The Visdom environment name is the training run_name. Loss-like metrics whose names contain loss are each sent to their own line plot. mAP metrics are split by metric name, for example map, map-05, map-50, and map-90 use separate windows. Per-test-set metrics such as map-50_test0 and map-50_test1 are sent to the same map-50 window with traces named test0 and test1. Other numeric metrics are grouped into scale-compatible line plots. Non-numeric metrics are ignored with a one-time warning. Non-finite numeric values such as NaN and Inf are silently skipped for Visdom. Result images are resampled from every test set at each evaluation interval. Detection results draw predicted boxes and labels on input-sized images; segmentation results show mask overlays on input-sized images.

Inference Commands

Inference accepts one or more images and supports batches:

deepdetect infer yolox image1.jpg image2.jpg \
  --weights yolox-nano_cls2.pt \
  --repository runs/yolox-model \
  --batch-size 2 \
  --confidence-threshold 0.25 \
  --benchmark

deepdetect infer segformer image1.png image2.png \
  --weights segformer-b0-cls2.pt \
  --repository runs/segformer-model \
  --batch-size 2 \
  --visualize \
  --output outputs/

Shared inference options:

--gpu / --no-gpu: request or disable GPU execution.
--gpuid ID [ID ...]: select one or more GPU ids. Comma-separated values are also accepted, for example --gpuid 0,1. Use --gpuid -1 for all GPUs. Supplying --gpuid implies --gpu unless --no-gpu is explicitly passed, which is rejected.
--width, --height: image input size. Defaults stay profile-specific: YOLOX uses 640x640, SegFormer uses 480x480.
--batch-size: number of images per DeepDetect predict call.
--benchmark / --no-benchmark: emit or suppress benchmark statistics.
--warmup: run unmeasured warmup predictions before benchmarking.
--visualize / --no-visualize: produce or suppress visual outputs.
--output: file or directory for visual outputs.
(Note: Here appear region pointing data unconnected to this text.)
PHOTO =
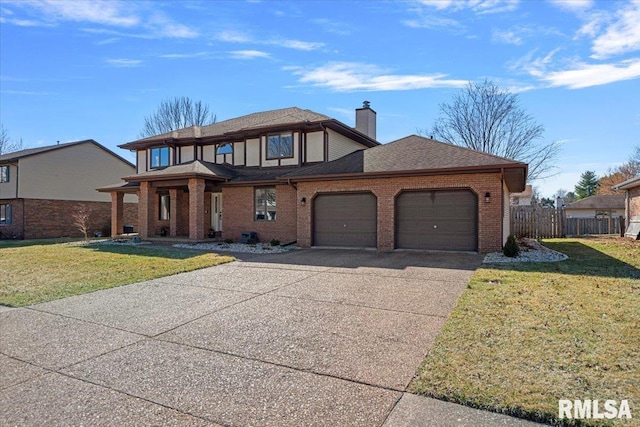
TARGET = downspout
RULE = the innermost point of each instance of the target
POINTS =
(502, 207)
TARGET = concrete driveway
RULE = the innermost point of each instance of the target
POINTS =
(311, 337)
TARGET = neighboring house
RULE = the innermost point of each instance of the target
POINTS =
(299, 176)
(42, 188)
(522, 198)
(631, 188)
(610, 205)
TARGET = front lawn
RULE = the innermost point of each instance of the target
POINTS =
(39, 271)
(523, 336)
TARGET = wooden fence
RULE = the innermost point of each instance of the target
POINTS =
(538, 223)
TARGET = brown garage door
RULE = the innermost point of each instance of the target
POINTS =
(345, 219)
(437, 220)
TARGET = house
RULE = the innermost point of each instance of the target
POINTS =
(631, 188)
(42, 188)
(610, 205)
(298, 176)
(523, 198)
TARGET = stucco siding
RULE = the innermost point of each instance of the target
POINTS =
(340, 145)
(72, 173)
(315, 147)
(238, 153)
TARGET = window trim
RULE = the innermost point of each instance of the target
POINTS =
(160, 165)
(264, 207)
(5, 177)
(279, 135)
(164, 214)
(8, 220)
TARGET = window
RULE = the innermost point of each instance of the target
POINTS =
(165, 203)
(5, 214)
(159, 157)
(265, 203)
(279, 146)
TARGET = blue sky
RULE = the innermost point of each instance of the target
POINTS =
(72, 70)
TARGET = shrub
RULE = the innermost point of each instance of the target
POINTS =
(511, 248)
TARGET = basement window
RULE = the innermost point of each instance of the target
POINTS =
(265, 198)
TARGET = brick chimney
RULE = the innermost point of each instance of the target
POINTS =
(366, 120)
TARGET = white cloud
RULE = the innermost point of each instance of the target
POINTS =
(243, 37)
(249, 54)
(121, 62)
(351, 76)
(587, 75)
(477, 6)
(622, 36)
(142, 19)
(572, 5)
Prediction events include the image path, per-image wall-clock inference time, and the raw DeepDetect prediction payload, including available confidence values.

Monitoring

Version 1 uses DeepDetect async training plus structured stdout as the primary agent monitoring path. Agents can monitor the active process by reading JSONL events and can inspect the latest persisted status with:

deepdetect job status MODEL_REPOSITORY

An embedded REST status endpoint is intentionally deferred. A future HTTP adapter should reuse the same run manifest and DeepDetect job polling logic.

Extension Points

The implementation is split into small modules so future model families and agent interfaces can be added without changing the command contract:

Model profiles define service, train, and predict parameter defaults.
Dataset checks return structured results and may be expanded into richer validators.
Metric sinks accept metric events and can later forward them to TensorBoard, MLflow, Weights & Biases, or a DeepDetect-specific dashboard.
Visualization helpers are optional and only run when requested.